Sunday, 28 April 2013

Before Reading the Lexical Approach - what do I think I know about the Lexical Approach?

As an EFL teacher, what do I know about The Lexical Approach? How do I use it in my classes? What does it embrace as an approach? What are its theoretical and practical values and beliefs? Secondly, how does believing in these values affect teaching method: how classes should be structured and staged, and thirdly, what does a lexical approach syllabus look like?

When I think of The Lexical Approach, these are the first ideas that pop into my head:

The grammar-vocabulary dichotomy is bogus.
You can't judge a student's progress by measuring how well they can produce certain sentence structures (often around verb forms) (e.g. present perfect affirmative, past simple questions).
Here, what is being taught are frameworks (subject + have/has + past participle) where students can manipulate vocabulary and place it into these moulds. Therefore there is a distinction between grammar and vocab when writing syllabi and when drawing up lesson aims. First we look at a grammatical structure (e.g. adverbs of frequency), then we give students a lot of vocab (e.g. daily routines), and they combine the two and leave the lesson knowing how to describe their daily routines.
Seems all-right like doesn't it?

The L.A rejects this (at anything before intermediate, I believe) as it focuses on the idea that

language is a personal resource, rather than an idealized abstraction.
  Students will always make mistakes in the language learning process. Mistakes are inherent as students only ever have partial knowledge of grammatical rules and structure and limited "generative" abilities as they have no intuitive sense of grammar as L2 speakers. Students may have been taught present simple negative many times, yet still make endless mistakes such as "she don't likes" / "I am don't see".

 If language were a sheet of glass, and I smashed it onto the ground, the glass would divide itself into splinters. These are the, more or less, indivisible components of language. And according to the L A, these splinters are the "chunks" of language that we as language users when producing. We think in chunks of language. E.g. Read these phrases and finish them.

I'm sorry to....
By the....
All's well that...
Don't have a...

When I read these phrases I am automatically led to finish them. Your answers may have been different to another person's, but the point is that you had your own ideas for how these sentences finished because you were able to access your own personal resource of language chunks. Instead they draw up on the "chunks" of language that clump together. Therefore we need students to know these chunks."I'm not..." and "she doesn't know". So rather than using an algorithm to generate sentences one word at a time, relying on analysed grammatical structures, our ability to generate language naturally and without conscious thought comes from a mastery of chunked language.  These chunked pieces of language include both grammar and lexis, co-operating within the chunk.
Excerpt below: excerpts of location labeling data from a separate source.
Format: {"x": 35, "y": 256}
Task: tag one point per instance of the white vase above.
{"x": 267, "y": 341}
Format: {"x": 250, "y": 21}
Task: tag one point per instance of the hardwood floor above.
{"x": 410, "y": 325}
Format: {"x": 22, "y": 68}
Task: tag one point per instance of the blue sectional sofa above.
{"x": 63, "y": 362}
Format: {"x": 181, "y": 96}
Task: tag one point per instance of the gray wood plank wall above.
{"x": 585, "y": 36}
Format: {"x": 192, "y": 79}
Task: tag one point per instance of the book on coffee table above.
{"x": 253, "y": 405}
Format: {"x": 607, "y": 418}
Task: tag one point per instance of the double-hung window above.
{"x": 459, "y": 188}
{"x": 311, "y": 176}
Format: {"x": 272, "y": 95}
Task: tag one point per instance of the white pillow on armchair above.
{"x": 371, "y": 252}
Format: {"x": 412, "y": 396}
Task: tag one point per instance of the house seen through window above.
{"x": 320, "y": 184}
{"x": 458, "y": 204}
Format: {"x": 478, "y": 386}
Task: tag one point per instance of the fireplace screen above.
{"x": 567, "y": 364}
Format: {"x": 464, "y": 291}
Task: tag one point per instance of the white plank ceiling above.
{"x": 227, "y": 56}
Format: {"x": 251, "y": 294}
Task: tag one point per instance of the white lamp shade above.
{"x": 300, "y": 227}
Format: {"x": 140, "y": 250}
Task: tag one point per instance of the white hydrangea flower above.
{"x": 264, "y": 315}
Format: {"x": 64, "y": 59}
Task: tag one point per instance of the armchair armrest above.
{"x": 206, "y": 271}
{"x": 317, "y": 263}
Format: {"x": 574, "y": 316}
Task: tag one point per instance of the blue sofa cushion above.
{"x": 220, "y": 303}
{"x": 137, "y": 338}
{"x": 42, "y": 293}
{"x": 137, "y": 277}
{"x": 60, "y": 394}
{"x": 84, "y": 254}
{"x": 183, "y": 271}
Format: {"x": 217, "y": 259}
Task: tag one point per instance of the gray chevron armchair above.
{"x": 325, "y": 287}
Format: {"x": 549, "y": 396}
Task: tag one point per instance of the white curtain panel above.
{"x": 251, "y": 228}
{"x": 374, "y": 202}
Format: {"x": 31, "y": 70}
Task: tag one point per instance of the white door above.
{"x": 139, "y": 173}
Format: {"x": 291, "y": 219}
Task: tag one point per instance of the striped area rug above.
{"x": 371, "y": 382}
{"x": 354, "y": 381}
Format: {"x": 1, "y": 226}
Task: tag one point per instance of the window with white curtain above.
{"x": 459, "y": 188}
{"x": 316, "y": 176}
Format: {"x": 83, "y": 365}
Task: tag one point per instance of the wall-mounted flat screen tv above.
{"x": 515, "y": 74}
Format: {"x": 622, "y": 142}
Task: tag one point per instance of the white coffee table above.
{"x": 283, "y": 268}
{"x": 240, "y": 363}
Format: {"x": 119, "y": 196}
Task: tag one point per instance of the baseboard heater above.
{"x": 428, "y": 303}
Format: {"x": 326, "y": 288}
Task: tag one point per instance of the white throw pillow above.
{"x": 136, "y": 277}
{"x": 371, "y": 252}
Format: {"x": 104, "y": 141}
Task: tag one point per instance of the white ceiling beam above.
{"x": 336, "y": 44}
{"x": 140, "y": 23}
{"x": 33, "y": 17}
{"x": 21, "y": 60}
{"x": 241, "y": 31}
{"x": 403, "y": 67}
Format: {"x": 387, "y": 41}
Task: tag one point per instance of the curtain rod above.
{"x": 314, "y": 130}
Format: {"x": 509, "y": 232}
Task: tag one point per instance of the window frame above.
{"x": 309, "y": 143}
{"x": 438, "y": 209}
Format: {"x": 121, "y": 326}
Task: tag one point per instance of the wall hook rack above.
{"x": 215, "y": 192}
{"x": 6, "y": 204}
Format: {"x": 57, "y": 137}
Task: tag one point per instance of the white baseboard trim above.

E.g. Would you like a cup of coffee? can be divided into 2 chunks would you like / a cup of coffee.
 The words within those chunks are often together and in that order. Obviously there is a lot of fluidity (and there are different kinds of chunks: fixed, semi-fixed, collocation). As teacher's we shouldn't be deconstructing these forms, (although "good" students will be noticing this language and asking some questions) (kids are great, they never ask questions, they just accept what you tell them, doesn't matter if it doesn't make any sense) into its constituent parts. E.g. Subject + would + verb. But teach the meaning and appropriacy of these chunks and drill the hell out of them.

So what does this mean for how we stage our classes?

The PPP model should be chucked out in favour of observe - hypothesize - experiment (like TTT?)

PPP (Presentation, Practise, Production) relies on a grammar and vocab based syllabus. We present new language to the students e.g. Present Perfect, we get them to use it in controlled practise and then a freer practise.  By the end students should have a clear understanding, and after a few lessons.

And I've run out of gas here. I'm still unsure about
- how a lesson should be staged around chunks. in my classes I often primarily focus on chunks in a PPP staging, and focus on grammatical form afterward.
- how comprehensively you can comprehensively teach chunks to cover all aspects of language, sometimes deconstructing language into traditional grammatical parts seems to be easier when no chunks are available, unless we're just calling, say, present perfect an example of a semi-fixed collocation.

Let's read a couple of chapters of the book and see what's up.Bloody Russia, people are spitting phlegm from outside my window. Actually, that's a non sequiter (perhaps a semantic chunk - Russia = impolite), it's MEN spitting phlegm outside my window. Bloody men.